There he hath made himself to his intent
Weak enough, now into our world to come.
And this God who comes, whose birth at Bethlehem we celebrate is not the unwelcome visitor but the guest that we have desired, the companion, the one for whom we hoped, the blessing for which we longed.
In the Eucharist there’s a great exchange of roles – Jesus is the real host at this celebration, we are here as guests, he is the bread-breaker and also the bread himself, he is the wine-pourer and also the wine himself. In the same way at Christmas we realise that in fact we’re not the visited but it is we who are the visitors. As the prophet Isaiah made clear in our First Reading we are those looking for
‘the return of the Lord to Zion’.
The Christmas story is all about visitors but not about Jesus visiting but about shepherds and wise men and angels finding their way to the place where he was born and then returning to their own homes with good news.
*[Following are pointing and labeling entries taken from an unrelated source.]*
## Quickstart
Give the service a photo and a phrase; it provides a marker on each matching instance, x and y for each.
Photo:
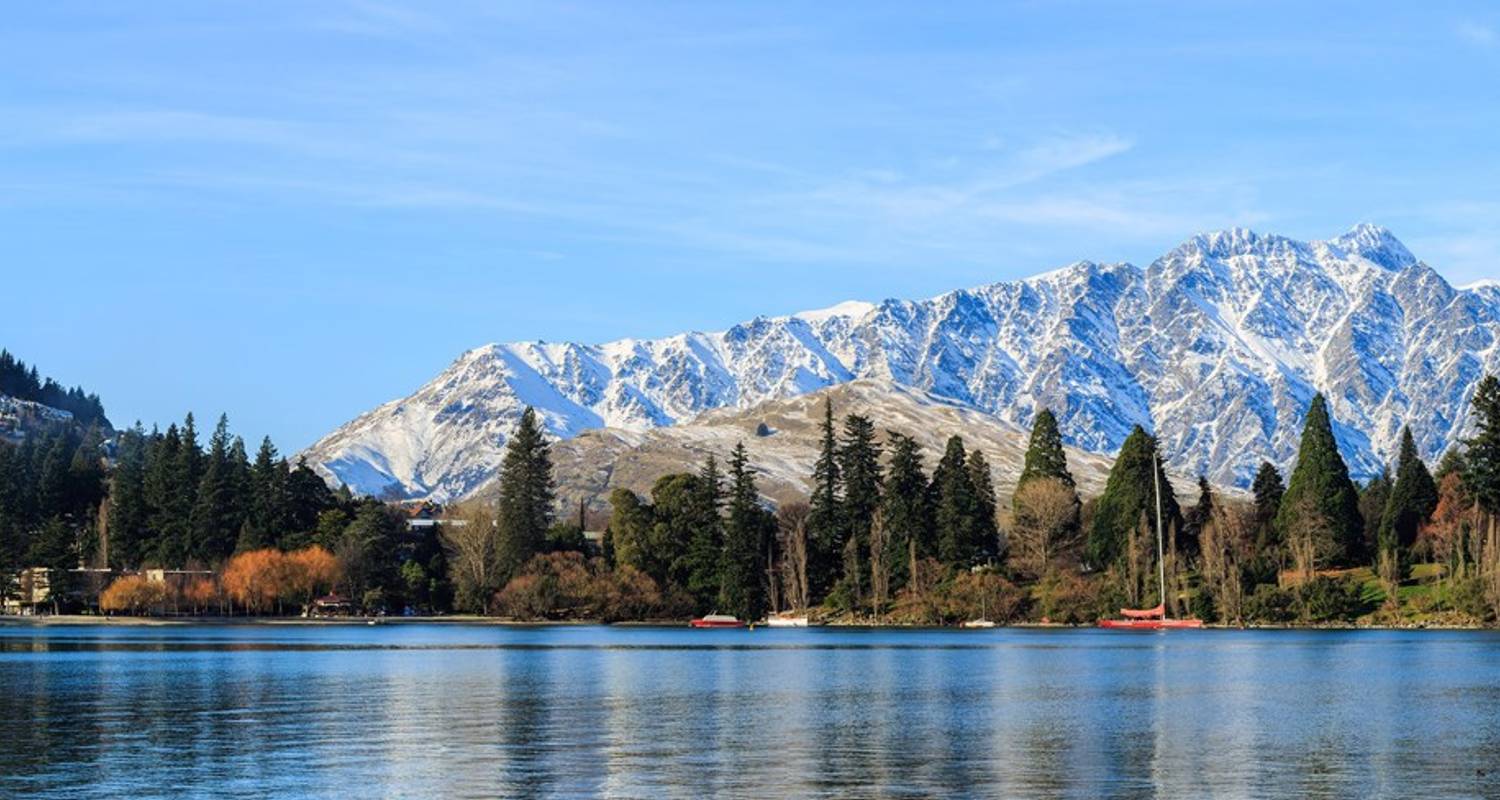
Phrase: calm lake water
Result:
(447, 710)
They were visiting the one they’d been looking for and finding him, finding the baby, they can return home with renewed spirits, with fresh hope.
We end this year in a very difficult place. There can be few people around who consider that this is a good place to be. There are 94 days to Brexit and the clock really is ticking. I can’t imagine that many of our political leaders are happy with what they’ve done this year. It’s a mess and the sense of uncertainty that is now in London and nationally is very real and very damaging. And in the midst of that uncertainty we celebrate this Christmas and become the visitors at the door of the Holy Child.
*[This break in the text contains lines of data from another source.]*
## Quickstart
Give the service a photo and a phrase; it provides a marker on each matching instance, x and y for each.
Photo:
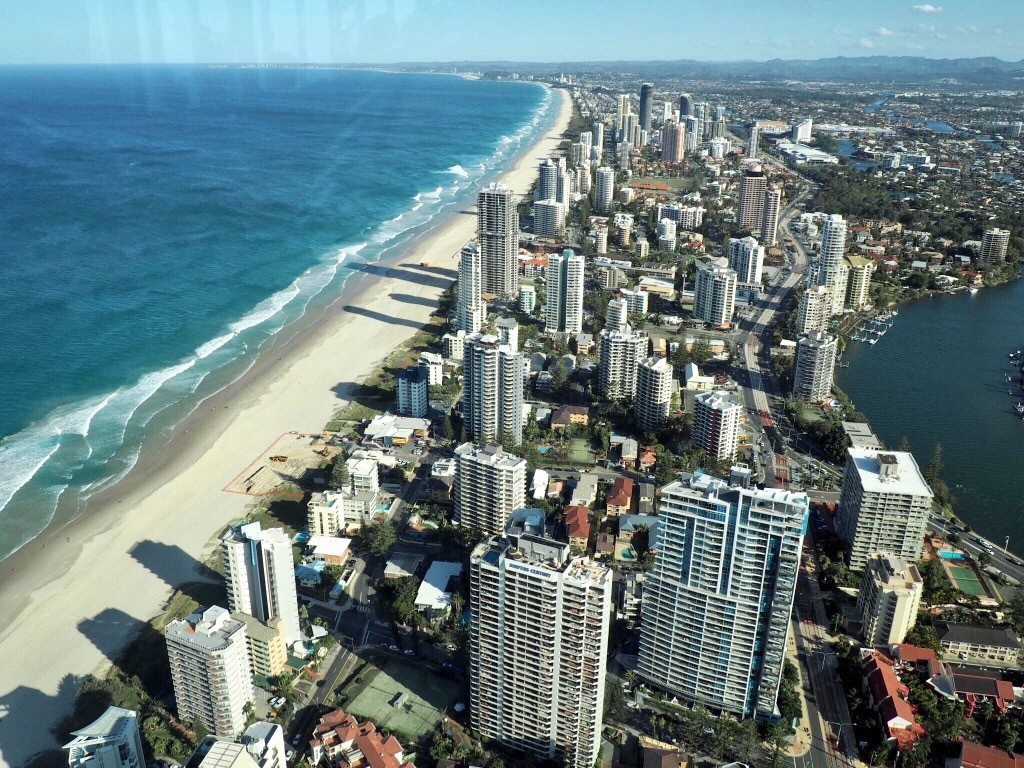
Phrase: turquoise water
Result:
(163, 225)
There is one simple truth that we proclaim at Christmas and it doesn’t matter how the preacher dresses it up, what tack we take, the message is the same and the message is true. What we find when we enter that stable, in which the immensity of the divine is to be found in the weakness of human flesh, is that God is with us, Emmanuel, God is with us, not for a time, not as a visitor, but as the sharer with us of the joys and the sorrows of life, the pleasures and the pains, the hopes and the disappointments. This is not a come and go God, not the visitor we are eager to see the back of, but the one who makes his home with us and we, our home with him.
We end the year in a very difficult place but we end it where we began it with those simple words on our lips and in our hearts, God is with us. And whatever it is that we have to face in the New Year that is on the horizon, we never face it alone or without that deep sense of joy and hope that comes from looking into the crib and seeing the child who holds heaven in his yet to be wounded hands.
There he hath made himself to his intent
Weak enough, now into our world to come.
And strong enough to be our Saviour. God is with us.